Alla Casa delle Donne di Parma oltre 200 persone hanno partecipato a un incontro pubblico convocato proprio per discutere insieme di questa sentenza e rilanciare l’impegno contro la violenza. C’erano Amleta e Differenza Donna, che hanno sostenuto le attrici. Le parole d’ordine del confronto sono state nette: questa sentenza demolisce lo stereotipo della donna che “se l’è cercata” e richiama un dovere di vigilanza attiva delle istituzioni. Dopo il nessuna istituzione può più fingere di non sapere.
Queste pratiche di umiliazione e prevaricazione maschile sono state troppo a lungo normalizzate proprio nei luoghi in cui cultura, talento e creatività dovrebbero essere le uniche protagoniste. La libertà e la dignità delle donne non possono essere il prezzo d’ingresso in nessuna professione. E quando un luogo di lavoro sa e tace, diventa parte di quel sistema di potere che pratica l’abuso.

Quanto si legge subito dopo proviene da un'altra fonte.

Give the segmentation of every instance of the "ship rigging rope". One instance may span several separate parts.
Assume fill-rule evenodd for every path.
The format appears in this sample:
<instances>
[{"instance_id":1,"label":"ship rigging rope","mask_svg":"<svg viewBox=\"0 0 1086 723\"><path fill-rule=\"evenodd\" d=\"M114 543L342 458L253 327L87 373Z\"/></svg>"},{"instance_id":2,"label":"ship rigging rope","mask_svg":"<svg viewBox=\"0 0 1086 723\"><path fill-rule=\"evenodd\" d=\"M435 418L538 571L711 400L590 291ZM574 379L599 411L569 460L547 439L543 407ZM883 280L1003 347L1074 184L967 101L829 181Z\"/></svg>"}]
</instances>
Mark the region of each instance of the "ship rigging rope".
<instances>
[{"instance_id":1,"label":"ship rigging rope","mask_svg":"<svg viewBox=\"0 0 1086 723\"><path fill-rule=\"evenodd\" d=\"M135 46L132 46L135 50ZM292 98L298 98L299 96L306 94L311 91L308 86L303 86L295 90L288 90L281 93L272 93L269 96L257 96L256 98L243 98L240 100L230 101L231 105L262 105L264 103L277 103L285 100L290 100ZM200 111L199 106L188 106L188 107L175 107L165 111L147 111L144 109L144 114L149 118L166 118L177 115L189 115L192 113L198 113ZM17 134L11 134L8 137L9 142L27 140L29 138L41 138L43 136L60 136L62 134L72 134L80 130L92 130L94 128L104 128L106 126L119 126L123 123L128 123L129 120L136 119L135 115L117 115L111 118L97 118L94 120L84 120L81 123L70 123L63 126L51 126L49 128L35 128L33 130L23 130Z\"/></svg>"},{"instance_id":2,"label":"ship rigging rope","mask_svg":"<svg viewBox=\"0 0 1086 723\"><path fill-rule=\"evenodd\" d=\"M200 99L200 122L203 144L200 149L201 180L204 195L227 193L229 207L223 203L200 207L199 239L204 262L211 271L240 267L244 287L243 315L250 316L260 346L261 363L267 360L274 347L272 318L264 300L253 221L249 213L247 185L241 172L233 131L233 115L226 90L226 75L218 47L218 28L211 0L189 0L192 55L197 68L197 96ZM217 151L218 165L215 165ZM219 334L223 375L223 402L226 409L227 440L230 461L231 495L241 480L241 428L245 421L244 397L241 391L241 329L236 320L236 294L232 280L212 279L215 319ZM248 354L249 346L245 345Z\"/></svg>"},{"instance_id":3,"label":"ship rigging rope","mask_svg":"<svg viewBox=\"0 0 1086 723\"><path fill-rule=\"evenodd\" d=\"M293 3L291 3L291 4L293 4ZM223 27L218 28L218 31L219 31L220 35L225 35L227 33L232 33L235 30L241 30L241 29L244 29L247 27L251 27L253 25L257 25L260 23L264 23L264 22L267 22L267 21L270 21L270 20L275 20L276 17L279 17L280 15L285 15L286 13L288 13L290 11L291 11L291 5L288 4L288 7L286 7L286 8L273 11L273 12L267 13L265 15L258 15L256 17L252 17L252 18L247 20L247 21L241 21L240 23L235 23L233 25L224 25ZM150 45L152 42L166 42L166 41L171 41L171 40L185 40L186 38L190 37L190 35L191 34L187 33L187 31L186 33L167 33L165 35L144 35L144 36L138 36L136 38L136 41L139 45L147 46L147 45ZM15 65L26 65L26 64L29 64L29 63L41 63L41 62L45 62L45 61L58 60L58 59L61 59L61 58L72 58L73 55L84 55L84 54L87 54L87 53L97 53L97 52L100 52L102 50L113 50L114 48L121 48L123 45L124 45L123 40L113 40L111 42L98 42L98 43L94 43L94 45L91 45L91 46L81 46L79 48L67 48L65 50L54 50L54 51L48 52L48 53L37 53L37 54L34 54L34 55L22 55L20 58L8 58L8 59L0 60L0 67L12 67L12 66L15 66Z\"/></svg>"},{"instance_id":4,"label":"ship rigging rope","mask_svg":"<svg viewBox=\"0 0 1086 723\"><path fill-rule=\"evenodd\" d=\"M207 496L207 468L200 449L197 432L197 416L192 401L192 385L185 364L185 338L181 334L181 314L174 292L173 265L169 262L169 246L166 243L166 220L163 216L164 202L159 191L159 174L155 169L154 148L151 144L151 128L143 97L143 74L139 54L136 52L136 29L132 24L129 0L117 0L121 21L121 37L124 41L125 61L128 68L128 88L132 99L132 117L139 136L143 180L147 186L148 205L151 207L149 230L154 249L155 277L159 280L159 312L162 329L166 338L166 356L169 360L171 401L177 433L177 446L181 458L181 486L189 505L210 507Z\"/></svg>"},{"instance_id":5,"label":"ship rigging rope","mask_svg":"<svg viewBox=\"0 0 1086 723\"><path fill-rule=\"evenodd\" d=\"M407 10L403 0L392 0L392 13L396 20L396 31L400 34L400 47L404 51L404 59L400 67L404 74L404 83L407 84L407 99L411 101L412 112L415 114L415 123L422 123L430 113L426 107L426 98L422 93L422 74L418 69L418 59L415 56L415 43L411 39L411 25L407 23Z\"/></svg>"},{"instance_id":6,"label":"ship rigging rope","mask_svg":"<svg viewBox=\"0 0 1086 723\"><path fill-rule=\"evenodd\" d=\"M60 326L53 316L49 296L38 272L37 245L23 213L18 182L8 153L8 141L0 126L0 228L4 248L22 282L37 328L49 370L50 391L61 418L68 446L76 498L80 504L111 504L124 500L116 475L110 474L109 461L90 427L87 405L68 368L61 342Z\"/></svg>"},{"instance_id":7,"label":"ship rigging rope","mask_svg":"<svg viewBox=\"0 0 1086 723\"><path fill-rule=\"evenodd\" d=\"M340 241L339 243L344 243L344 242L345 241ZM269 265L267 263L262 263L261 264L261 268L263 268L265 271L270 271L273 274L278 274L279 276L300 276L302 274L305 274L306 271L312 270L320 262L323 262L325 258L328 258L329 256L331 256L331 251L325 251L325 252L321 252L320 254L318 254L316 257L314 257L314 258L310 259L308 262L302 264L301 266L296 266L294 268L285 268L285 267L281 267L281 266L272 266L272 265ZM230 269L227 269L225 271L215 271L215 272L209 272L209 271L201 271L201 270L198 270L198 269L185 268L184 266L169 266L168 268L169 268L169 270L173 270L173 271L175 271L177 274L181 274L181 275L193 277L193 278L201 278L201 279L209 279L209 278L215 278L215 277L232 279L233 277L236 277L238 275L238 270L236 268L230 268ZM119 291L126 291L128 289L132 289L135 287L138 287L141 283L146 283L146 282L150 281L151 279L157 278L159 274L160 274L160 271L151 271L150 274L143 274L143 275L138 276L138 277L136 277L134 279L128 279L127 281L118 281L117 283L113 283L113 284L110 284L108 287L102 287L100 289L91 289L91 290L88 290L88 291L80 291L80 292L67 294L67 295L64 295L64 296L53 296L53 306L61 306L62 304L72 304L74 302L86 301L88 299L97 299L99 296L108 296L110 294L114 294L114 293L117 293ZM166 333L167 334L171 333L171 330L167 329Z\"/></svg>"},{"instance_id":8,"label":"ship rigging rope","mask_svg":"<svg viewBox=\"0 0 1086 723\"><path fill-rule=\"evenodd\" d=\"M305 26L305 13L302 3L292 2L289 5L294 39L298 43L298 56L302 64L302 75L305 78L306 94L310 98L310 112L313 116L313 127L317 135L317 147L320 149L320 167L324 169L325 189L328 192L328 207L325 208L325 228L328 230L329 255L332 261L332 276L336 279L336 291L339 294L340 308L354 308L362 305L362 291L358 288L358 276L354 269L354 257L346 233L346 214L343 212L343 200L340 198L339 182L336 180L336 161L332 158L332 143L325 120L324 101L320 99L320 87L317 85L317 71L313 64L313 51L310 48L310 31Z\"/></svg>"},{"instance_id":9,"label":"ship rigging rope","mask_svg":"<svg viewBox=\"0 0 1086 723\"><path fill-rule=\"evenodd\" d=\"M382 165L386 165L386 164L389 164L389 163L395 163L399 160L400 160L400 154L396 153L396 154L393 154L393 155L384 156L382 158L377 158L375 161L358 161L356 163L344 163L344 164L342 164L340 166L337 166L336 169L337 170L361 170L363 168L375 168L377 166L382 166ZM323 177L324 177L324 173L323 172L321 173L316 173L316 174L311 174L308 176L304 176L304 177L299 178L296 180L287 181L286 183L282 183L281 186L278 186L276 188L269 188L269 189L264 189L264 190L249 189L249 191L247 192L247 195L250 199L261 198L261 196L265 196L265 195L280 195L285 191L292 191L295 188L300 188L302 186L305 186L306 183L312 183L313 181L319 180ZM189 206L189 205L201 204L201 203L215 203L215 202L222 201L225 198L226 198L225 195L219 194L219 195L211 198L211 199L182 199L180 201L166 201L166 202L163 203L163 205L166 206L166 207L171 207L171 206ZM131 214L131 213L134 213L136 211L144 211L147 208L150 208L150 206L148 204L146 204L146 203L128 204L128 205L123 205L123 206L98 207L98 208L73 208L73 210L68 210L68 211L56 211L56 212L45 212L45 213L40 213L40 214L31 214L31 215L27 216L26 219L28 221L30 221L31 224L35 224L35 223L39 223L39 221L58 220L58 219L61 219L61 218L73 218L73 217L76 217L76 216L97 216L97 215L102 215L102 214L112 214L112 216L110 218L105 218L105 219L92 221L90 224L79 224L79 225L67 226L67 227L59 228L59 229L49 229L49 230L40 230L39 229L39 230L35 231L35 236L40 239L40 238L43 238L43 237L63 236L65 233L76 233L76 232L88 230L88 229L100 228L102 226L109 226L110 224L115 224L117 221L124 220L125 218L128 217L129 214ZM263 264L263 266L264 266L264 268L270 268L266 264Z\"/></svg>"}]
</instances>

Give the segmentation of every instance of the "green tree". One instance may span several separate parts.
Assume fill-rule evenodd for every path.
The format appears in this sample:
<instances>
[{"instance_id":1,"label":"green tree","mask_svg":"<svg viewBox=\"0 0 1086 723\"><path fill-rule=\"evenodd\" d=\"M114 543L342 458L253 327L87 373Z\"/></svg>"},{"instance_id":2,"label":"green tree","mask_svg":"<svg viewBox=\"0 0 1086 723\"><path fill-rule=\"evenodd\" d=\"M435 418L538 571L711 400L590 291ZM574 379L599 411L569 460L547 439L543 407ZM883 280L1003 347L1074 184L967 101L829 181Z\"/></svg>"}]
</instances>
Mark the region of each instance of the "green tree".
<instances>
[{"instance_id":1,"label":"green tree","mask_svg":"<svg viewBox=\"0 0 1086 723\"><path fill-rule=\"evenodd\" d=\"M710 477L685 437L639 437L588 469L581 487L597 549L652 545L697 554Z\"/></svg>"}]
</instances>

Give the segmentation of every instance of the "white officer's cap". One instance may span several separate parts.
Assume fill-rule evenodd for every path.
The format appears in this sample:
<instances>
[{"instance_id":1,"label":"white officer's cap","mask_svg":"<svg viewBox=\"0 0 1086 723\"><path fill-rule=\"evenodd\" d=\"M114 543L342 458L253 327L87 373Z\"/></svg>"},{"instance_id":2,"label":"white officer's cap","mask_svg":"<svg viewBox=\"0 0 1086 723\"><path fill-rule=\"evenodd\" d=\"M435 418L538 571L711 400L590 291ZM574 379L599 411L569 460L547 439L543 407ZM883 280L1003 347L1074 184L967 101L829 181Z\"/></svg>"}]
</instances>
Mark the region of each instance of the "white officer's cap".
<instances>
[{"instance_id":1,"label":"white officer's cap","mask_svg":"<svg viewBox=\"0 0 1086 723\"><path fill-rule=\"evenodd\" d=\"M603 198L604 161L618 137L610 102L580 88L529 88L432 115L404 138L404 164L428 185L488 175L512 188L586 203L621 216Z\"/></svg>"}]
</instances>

Questa sentenza, invece, sposta il fuoco nel punto giusto: non esiste solo l’autore della violenza, esiste anche la responsabilità di chi tollera, normalizza, minimizza, o sceglie di girarsi dall’altra parte. È una chiamata collettiva alla responsabilità istituzionale e organizzativa.
Ma la sentenza ci dice anche altro. Per esempio quanto sarebbe importante approvare il ddl sulle molestie sessuali nei rapporti di studio e di lavoro, per colmare un gap normativo e spingere, anche sul piano culturale, il cambiamento necessario perché la “vergogna cambi lato”. Anche in Italia. Anche nello spettacolo. Ovunque, per tutte.